[What I Remember, Volume 2 by Thomas Adolphus Trollope]@TWC D-Link bookWhat I Remember, Volume 2 CHAPTER III 33/43
But, in fact, he had had, when a young man, an interview with the Duc, then ninety.
He was, Nymzevitch told me, dreadfully emaciated, but dressed very splendidly in a purple coat all bedizened with silver lace.
He received me, said the old ex-Chancellor, with much affable dignity."' Then comes a breakfast with Pepe, at which I met the President Thibeaudeau, "a grey old man who makes a point of saying rude, coarse, and disagreeable things, which his friends call dry humour.
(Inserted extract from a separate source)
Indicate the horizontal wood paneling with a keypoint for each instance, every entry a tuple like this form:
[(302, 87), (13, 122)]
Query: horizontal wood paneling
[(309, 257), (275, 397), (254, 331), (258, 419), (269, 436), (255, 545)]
He found fault with everything at the breakfast table." Then a visit to the Chamber (where I heard Soult, Dupin, and Teste speak, and thought it "a terrible bear-garden)" is followed by attendance at a sermon by Athanase Coquerel, the Protestant preacher whose reputation in the Parisian _beau monde_ was great in those days. He was, says my diary, "exceedingly eloquent, but I did not like his sermon;" for which dislike my notes proceed to give the reasons, which I spare the, I hope grateful, reader.
Then I went to hear Bishop Luscombe at the Ambassador's chapel, and listened to "a very stupid sermon." I seem, somewhat to my surprise as I read the records of it, to have had a pronounced taste for sermons in those days, which I fear I have somehow outgrown.